Brown, A Ruffian, Arrived at Patusan

      An illegal element, Brown, unexpectedly arrived at Patusan along with his men to acquire food. He was an English smuggler and a robber. He could not get shelter anywhere because he had committed many crimes. At the time of his arrival, Jim was not there. He had gone into the interior of the country. People got terrified and Rajah Allang's man, Kassim, along with Cornelius, went to meet Brown as an envoy. Cornelius went because he knew good English and could easily communicate with Brown. Their talk had taken a worse turn. Cornelius ingratiates himself with Brown's men and pleads with the latter, to kill Jim.

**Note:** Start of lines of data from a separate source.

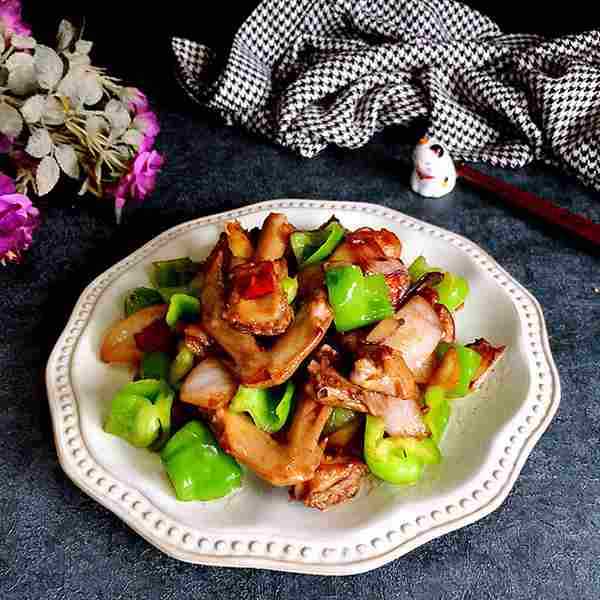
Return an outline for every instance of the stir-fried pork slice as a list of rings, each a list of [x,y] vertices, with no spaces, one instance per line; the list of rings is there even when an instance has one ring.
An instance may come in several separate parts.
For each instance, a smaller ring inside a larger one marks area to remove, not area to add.
[[[454,324],[452,313],[443,304],[438,302],[439,295],[434,288],[423,287],[419,290],[418,295],[431,304],[435,314],[438,316],[443,331],[442,342],[451,344],[456,339],[456,325]]]
[[[254,336],[236,329],[223,318],[225,289],[223,263],[228,251],[223,235],[206,262],[202,288],[202,325],[208,334],[231,356],[242,382],[264,379],[268,356]]]
[[[298,298],[311,296],[315,290],[325,287],[323,265],[309,265],[298,271]]]
[[[242,228],[239,221],[227,222],[225,233],[227,234],[227,243],[232,256],[232,265],[250,260],[254,254],[254,247],[248,233]]]
[[[199,362],[187,375],[181,386],[182,402],[195,404],[204,410],[215,410],[228,404],[235,396],[238,382],[214,357]]]
[[[365,344],[358,353],[350,381],[374,392],[417,399],[415,378],[400,352],[387,346]]]
[[[366,274],[381,273],[390,290],[390,300],[397,306],[410,286],[410,275],[406,265],[399,258],[370,260],[363,264]]]
[[[442,326],[442,342],[451,344],[456,339],[456,325],[452,313],[443,304],[434,304],[433,310]]]
[[[296,485],[312,479],[323,458],[319,438],[331,408],[304,390],[298,401],[287,443],[258,429],[245,415],[219,409],[213,423],[221,447],[272,485]]]
[[[333,321],[333,311],[323,290],[316,290],[302,305],[294,322],[268,352],[269,380],[262,387],[287,381],[304,359],[321,343]]]
[[[390,435],[411,437],[429,435],[416,396],[402,398],[352,383],[332,366],[332,355],[327,348],[325,352],[320,352],[317,358],[318,362],[312,360],[308,365],[317,401],[329,406],[341,406],[382,417],[386,431]],[[364,366],[367,368],[366,363]],[[373,365],[368,375],[378,372]],[[369,379],[366,374],[361,373],[361,375],[365,380]],[[397,382],[395,385],[398,385]]]
[[[387,229],[376,231],[362,227],[346,236],[327,261],[326,268],[353,264],[360,266],[365,274],[383,274],[395,306],[410,285],[401,254],[402,243],[394,233]]]
[[[312,479],[290,488],[290,498],[325,510],[356,496],[368,472],[357,458],[325,456]]]
[[[100,359],[107,363],[135,364],[142,359],[135,336],[142,333],[167,312],[167,305],[149,306],[114,323],[104,335]]]
[[[201,323],[186,325],[183,329],[183,340],[186,348],[199,359],[205,358],[213,345]]]
[[[479,369],[471,382],[471,389],[476,390],[481,387],[487,376],[504,356],[506,346],[492,346],[485,338],[479,338],[471,344],[467,344],[467,348],[475,350],[481,356]]]
[[[436,312],[427,300],[417,295],[393,319],[380,321],[367,336],[367,342],[398,350],[414,374],[422,369],[443,335]]]
[[[365,344],[365,339],[369,334],[368,328],[354,329],[346,333],[337,333],[335,341],[345,352],[357,354],[360,348]]]
[[[412,371],[413,377],[415,378],[415,383],[420,385],[425,385],[429,383],[429,380],[435,373],[435,370],[438,368],[439,360],[435,355],[435,352],[430,354],[429,358],[426,358],[417,369]]]
[[[230,272],[231,293],[223,318],[255,335],[279,335],[292,321],[293,311],[281,281],[287,277],[284,259],[247,262]]]
[[[271,213],[263,223],[253,257],[254,261],[282,258],[293,231],[294,227],[290,225],[285,215]]]
[[[346,235],[329,260],[362,266],[370,260],[400,258],[401,255],[402,242],[396,234],[387,229],[361,227]]]
[[[233,359],[236,373],[244,385],[279,385],[294,374],[331,325],[333,312],[327,296],[323,290],[316,290],[312,298],[304,302],[292,325],[266,351],[254,336],[239,331],[223,319],[223,263],[227,250],[222,239],[207,260],[202,290],[202,325]]]

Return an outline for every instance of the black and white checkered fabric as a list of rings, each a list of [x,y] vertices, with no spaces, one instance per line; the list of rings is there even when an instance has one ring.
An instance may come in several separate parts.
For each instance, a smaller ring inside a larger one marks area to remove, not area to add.
[[[223,68],[173,49],[193,99],[306,157],[426,118],[456,159],[543,159],[600,189],[600,31],[503,34],[454,0],[264,0]]]

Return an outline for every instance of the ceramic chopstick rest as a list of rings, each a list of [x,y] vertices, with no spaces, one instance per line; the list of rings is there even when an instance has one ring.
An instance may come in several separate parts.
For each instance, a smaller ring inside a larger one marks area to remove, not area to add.
[[[447,148],[434,138],[423,137],[413,153],[410,187],[426,198],[440,198],[456,185],[456,169]]]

      He leads the invaders to the position from which they stage their sneak attack on Dain Waris and his men. Tamb Itam stabs him to death in retaliation for the part that he played in the massacre. Cornelius, therefore, is not fortunate enough to remain alive to see Jim's ruin, that he wanted, so desperately. After sometime, Jim is heard to have returned and people went there to greet him and apprise him about everything that happened there.

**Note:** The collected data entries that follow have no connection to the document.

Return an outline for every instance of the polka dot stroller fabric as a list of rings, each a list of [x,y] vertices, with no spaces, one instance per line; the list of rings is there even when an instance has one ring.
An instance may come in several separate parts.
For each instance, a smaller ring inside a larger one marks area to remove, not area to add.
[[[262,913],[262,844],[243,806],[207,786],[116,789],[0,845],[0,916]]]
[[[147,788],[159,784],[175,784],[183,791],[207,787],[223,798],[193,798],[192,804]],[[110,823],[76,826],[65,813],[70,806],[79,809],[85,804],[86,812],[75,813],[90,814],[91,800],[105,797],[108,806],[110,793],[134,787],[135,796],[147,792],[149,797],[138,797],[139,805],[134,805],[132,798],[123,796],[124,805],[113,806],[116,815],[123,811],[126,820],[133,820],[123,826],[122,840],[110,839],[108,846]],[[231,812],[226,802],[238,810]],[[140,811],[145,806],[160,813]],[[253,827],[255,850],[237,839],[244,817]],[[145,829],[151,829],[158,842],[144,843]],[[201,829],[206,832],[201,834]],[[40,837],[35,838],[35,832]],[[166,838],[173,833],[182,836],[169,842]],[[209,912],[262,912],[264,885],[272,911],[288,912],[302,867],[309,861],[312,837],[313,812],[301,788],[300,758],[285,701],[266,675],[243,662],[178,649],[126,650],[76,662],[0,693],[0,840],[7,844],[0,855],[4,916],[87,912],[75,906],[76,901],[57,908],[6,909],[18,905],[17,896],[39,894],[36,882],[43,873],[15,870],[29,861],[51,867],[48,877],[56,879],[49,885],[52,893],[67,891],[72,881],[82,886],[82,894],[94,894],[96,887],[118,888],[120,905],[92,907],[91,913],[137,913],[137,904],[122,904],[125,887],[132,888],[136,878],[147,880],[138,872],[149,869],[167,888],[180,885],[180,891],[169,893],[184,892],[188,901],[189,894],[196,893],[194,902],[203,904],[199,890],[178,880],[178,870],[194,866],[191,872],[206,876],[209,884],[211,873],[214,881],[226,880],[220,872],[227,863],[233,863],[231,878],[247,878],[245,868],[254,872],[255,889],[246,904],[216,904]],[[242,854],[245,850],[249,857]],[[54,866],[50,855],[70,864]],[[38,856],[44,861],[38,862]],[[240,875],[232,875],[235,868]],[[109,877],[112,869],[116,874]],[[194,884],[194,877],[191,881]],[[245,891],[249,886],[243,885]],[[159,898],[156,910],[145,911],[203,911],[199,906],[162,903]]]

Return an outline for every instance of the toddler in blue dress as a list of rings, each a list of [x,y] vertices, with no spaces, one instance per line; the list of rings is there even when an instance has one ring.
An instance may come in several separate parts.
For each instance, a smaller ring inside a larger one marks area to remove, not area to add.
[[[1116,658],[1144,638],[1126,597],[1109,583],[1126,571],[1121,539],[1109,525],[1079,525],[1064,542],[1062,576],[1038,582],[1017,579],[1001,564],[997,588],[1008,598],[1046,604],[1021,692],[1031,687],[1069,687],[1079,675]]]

Jim's Favour in Letting Brown Retreat from Patusan Harmlessly

      Brown started hating Jim the moment he saw him. He seemed too rugged and stubborn to Brown. Brown then asked him if there had been nothing fishy in his own past life. This question forced Jim to think of his act of cowardice and he suddenly turned soft towards Brown. Brown asked Jim to choose between letting him retreat with enough food or come forward to fight. Jim decided to let them retreat because he didn't want to sacrifice any man of the Bugis community on this account and also was not ready to face any blow to his position in Patusan. He influenced Doramin and other members of authority to take a stand on this. Everybody gave their consent because they trusted Jim. Jim, meanwhile, promised the general council of Bugis community to sacrifice his own life if anything went wrong ih letting Brown and his men retreat.

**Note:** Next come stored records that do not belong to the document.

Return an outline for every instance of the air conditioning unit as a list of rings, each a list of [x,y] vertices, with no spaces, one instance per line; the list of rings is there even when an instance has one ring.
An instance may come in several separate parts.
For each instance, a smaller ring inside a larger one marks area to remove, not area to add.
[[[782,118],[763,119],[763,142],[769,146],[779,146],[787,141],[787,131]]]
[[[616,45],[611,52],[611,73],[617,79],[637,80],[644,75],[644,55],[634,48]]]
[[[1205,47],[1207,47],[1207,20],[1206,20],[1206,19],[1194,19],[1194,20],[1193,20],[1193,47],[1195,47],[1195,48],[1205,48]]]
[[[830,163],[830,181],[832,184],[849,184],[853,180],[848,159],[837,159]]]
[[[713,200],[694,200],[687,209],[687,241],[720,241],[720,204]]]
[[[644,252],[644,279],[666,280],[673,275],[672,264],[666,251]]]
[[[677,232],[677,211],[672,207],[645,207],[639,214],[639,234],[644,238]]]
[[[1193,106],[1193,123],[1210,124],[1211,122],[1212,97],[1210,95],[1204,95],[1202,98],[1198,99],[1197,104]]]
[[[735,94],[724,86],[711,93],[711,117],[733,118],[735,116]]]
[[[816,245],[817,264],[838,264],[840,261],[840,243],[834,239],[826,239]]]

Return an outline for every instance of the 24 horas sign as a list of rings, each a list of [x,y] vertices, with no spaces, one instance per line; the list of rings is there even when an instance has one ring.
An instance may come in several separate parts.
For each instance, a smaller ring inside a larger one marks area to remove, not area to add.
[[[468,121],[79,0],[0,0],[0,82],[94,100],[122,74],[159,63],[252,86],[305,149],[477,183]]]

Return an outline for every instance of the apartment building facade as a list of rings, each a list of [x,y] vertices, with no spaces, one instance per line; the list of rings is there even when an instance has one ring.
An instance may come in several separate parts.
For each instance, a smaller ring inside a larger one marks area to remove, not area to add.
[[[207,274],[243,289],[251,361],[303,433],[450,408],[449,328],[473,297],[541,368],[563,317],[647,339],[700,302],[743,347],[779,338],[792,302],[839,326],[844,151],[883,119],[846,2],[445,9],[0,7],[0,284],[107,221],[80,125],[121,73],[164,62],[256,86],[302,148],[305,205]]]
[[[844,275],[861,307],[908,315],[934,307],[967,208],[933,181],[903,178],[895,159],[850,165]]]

Dain Waris's Death and Murder of Cornelius

      Brown, being devoid of any morals, and swayed by selfish motives, was persuaded by Cornelius to ruin Jim. Brown ordered his men to fire on the men of Dain Waris, who were hidden there, but were forbidden by Jim to harm any man of Brown. When Brown and his men attacked unexpectedly from the narrow channel, all the men of Dain Waris got scattered hither and thither, some jumped into the river, some were shot dead, including Dain Waris. Tamb Itam, who was pretending to be dead on the field, understood the whole situation on seeing Cornelius running madly; he ran behind him and stabbed him. Then, he rushed immediately to inform everything to Jim.

Jim's Different Manner of Providing Power and Authority

      Tamb Itam told Jim everything and suggested him not to come out openly because everybody was thinking him solely responsible for this mis-happening. Jewel told him to fight but Jim, after pondering over the whole situation, came to the decision that he would neither fight nor escape. He resolved something that was, at that time, not known to anybody. Jewel wept over his shoulder and pleaded him not to leave her; but Jim didn't give any reply.

Jim's Murder by Doramin as a Revenge Against the Death of Dain Waris

      Jim bravely went in front of him and took the onus of bringing death to Dain Waris; Doramin raised his hand and fired at him. Next moment, Jim was lying dead.